Mesmo com a ampliação do leque de atividades jurisdicionais e competências da Justiça do Trabalho, em razão da Emenda Constitucional 45 de 2004, ainda assim não caberia à Justiça do Trabalho executar ou analisar demais situações referentes à Previdência Social, nos termos do inciso VIII do artigo 114 da Constituição Federal.

Inclusive, é oportuno referir que, mesmo provocado por meio de ação judicial específica, o Juízo Trabalhista não pode tampouco determinar em decisão declaratória que o INSS reconheça ou averbe tempo de serviço para finalidade de jubilamento especial, admitindo-se a impetração de mandado de segurança caso o faça, consoante a Orientação Jurisprudencial 57 de SDI-II do Tribunal Superior d Trabalho - TST2.

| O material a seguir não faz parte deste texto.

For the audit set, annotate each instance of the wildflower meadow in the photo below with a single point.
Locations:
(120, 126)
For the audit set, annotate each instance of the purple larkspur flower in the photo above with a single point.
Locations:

Ainda no tocante à incompetência trabalhista para a finalidade em exame, merece atenção o quanto previsto no artigo 71 da Instrução Normativa 77 do INSS, de 21 de janeiro de 2015, que dispõe que “a reclamatória trabalhista transitada em julgado restringe-se à garantia dos direitos trabalhistas e, por si só, não produz efeitos para fins previdenciários”.

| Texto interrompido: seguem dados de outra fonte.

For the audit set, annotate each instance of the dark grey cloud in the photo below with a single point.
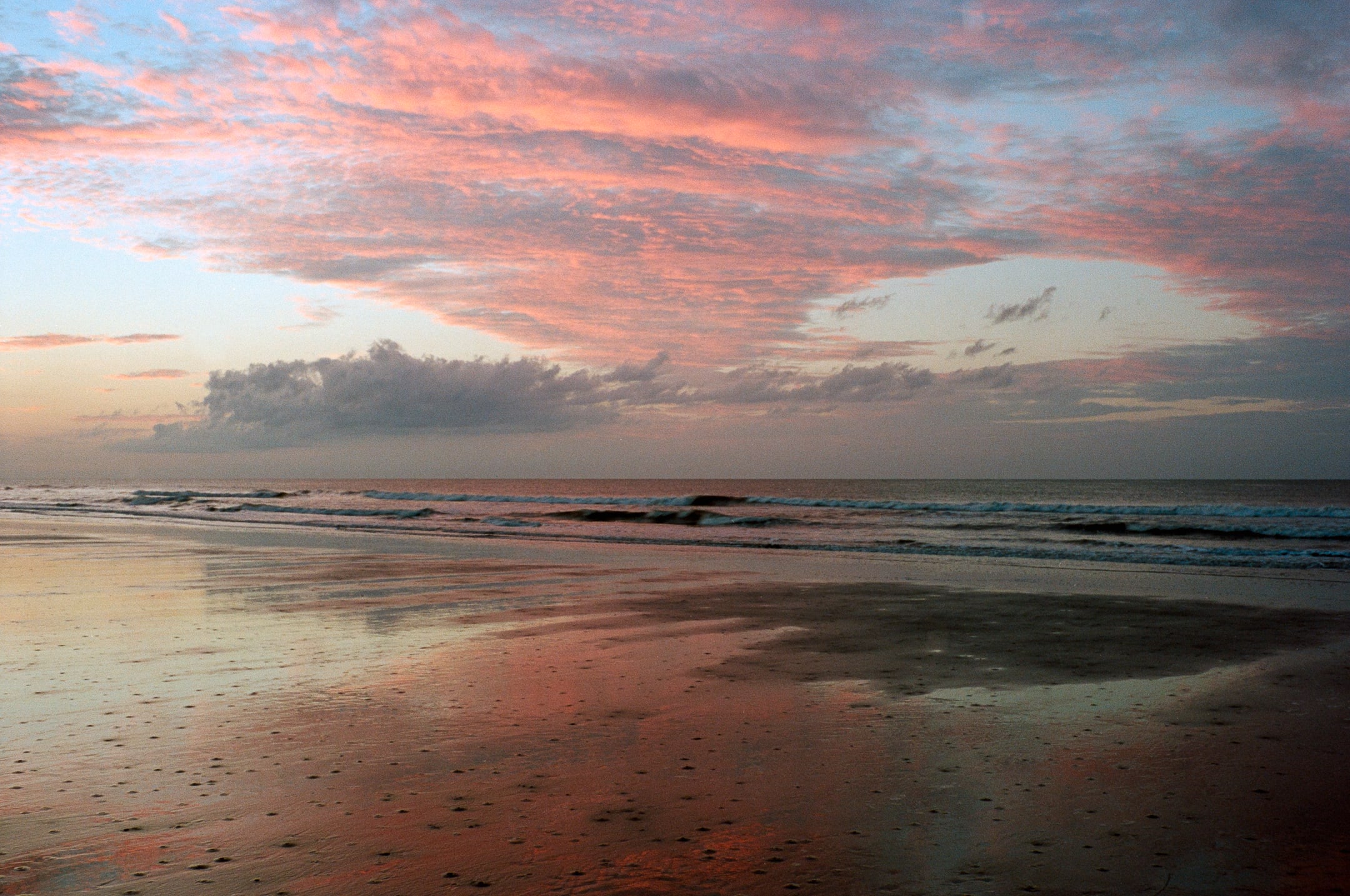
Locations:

Ultrapassada a questão evolvendo a (in)competência da Justiça do Trabalho para apreciar e julgar pleitos declaratórios por averbação de tempo especial para aposentadoria, urge esclarecer definitivamente que o adicional de insalubridade não se confunde com condição especial de trabalho para fins previdenciários.

Com previsões no artigo 7º, inciso XXIII, da Constituição Federal c/c artigo 189 e seguintes da CLT, o adicional de insalubridade corresponde ao direito trabalhista devido ao empregado3 quando este laborar em situação exposta a agentes nocivos químicos, físicos ou biológicos que estão previstos na Norma Regulamentadora 15 da Portaria 3.214/78 do Ministério do Trabalho e Previdência.

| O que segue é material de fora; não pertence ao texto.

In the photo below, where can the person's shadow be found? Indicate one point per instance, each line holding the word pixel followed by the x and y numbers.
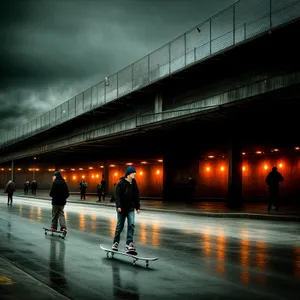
pixel 57 264
pixel 124 291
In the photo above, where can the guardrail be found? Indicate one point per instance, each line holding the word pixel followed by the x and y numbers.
pixel 236 24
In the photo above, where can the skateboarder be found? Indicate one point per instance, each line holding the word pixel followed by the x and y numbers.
pixel 59 193
pixel 127 200
pixel 9 189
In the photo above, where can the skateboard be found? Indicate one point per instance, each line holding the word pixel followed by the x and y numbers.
pixel 134 256
pixel 61 234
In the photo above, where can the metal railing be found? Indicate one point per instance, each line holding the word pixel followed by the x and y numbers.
pixel 236 24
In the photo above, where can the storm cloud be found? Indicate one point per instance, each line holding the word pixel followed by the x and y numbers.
pixel 52 50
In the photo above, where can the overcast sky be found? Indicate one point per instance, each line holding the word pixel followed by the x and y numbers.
pixel 52 50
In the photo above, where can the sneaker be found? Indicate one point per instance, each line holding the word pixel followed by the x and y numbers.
pixel 130 247
pixel 115 246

Trata-se, portanto, de um direito consagrado e reconhecido pela legislação trabalhista e, destarte, completamente compatível com as ações que tramitam na Justiça do Trabalho.

De outro lado, com base no artigo 57 da lei 8.213/92 c/c artigo 70 do Decreto 3.048/99 (que justamente regulamenta a Lei dos Benefícios Previdenciários – lei 8.213/91), a aposentadoria especial é um benefício previdenciário garantido ao trabalhador segurado pelo Regime Geral de Previdência Social.

Ora, nada mais é do que uma compensação pelo desgaste resultante do tempo de serviço prestado pelo trabalhador em condições nocivas à saúde. É concedida para quem trabalha nessas condições por 15, 20 ou 25 anos.

Para ter reconhecido este direito previdenciário o trabalhador precisa comprovar, além do tempo de trabalho, a efetiva exposição aos agentes nocivos químicos, físicos ou biológicos efetivamente previstos no Anexo IV do Decreto 3.048/99. Outras atividades que não estejam relacionadas nesse Anexo, por mais nocivas, penosas ou até mesmo consideradas insalubres na esfera trabalhista que possam ser, não serão classificadas como geradoras ao direito à aposentadoria especial.

Esta abordagem das esferas das normas aplicadas ao Direito do Trabalho, no tocante ao adicional de insalubridade e ao Direito Previdenciário, acerca da aposentadoria especial, já demonstram que se trata de institutos manifestamente distintos e que não oferecem confusão entre si.

Por fim, constitui-se em erro crasso pretender-se perante a Justiça do Trabalho a realização de inspeção pericial técnica, a retificação do PPP do trabalhador e a declaração de que a condição insalubre seja considerada para o reconhecimento de tempo na concessão do benefício da aposentadoria especial.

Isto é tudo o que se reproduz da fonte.